- Havasu NWR is bisected by the Colorado River and lies within the Mojave Desert. The refuge includes a large man-made marsh, beautiful backwater areas adjacent to the Colorado River surrounded by high and curved mountain peaks and cliffs, riverine rock, gravel strewn hills, and sand dunes.
These different land and aquatic areas with their associated mixes of vegetation provide a multitude of habitats and a variety of ecosystems within the harsh desert environment. Neotropical birds, including the endangered Southwestern Willow Flycatcher, frequent riparian areas, and waterfowl visit the refuge during fall and winter. Marsh dwelling birds live year-round throughout the area, including the endangered Yuma clapper rail. A large number of reptiles and amphibians can be seen as well as desert bighorn sheep. Thousands of people come to the refuge during the spring and summer months.
Recreation - Recreation activities include boating along the Colorado River.

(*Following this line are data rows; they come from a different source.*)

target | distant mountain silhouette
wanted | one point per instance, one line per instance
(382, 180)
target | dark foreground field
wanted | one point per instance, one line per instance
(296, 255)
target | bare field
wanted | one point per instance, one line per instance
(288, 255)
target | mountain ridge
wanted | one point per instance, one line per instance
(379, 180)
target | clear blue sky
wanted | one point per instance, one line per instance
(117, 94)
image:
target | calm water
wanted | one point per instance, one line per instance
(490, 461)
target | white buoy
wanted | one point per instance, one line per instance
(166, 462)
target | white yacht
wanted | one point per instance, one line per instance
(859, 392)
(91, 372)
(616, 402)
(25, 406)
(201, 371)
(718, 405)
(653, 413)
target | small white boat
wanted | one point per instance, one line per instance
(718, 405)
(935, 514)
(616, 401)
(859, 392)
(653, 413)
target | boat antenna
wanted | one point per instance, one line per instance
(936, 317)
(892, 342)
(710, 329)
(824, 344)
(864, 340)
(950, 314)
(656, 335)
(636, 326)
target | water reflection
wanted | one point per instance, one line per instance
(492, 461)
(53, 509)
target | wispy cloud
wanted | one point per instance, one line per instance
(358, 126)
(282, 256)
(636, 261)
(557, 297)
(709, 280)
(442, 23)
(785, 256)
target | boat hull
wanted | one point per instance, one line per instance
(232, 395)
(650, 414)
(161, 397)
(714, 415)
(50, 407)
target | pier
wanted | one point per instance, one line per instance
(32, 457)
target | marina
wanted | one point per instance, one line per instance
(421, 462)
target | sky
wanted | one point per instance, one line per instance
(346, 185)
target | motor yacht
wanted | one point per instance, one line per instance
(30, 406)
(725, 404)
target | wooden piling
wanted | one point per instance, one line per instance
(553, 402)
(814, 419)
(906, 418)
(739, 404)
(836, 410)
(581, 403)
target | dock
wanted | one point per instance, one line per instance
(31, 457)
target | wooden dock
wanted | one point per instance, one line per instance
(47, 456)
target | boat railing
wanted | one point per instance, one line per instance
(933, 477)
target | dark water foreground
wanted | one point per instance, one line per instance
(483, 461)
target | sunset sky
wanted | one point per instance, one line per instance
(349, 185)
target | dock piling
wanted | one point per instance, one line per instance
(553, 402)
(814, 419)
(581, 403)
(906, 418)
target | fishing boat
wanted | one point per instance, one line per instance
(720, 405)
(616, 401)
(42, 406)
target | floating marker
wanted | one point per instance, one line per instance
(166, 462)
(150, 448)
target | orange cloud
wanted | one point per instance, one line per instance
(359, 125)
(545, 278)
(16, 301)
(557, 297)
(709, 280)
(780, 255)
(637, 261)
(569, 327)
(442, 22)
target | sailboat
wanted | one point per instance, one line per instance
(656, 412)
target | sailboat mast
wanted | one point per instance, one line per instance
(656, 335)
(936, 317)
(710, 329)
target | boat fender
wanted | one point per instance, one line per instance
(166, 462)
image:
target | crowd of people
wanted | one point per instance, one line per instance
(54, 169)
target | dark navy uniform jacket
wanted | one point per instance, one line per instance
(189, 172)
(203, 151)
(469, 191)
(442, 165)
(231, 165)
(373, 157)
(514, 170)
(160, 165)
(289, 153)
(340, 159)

Climate - The climate in California desert areas is typically clear with low humidity. Temperatures are most comfortable in the spring and fall, with an average high/low of 85 and 50 F respectively. Winter brings cooler days, around 60 F, and freezing nights. It occasionally snows at higher elevations. Summers are hot, over 100 F during the day and not cooling much below 75 F until the early hours of the morning.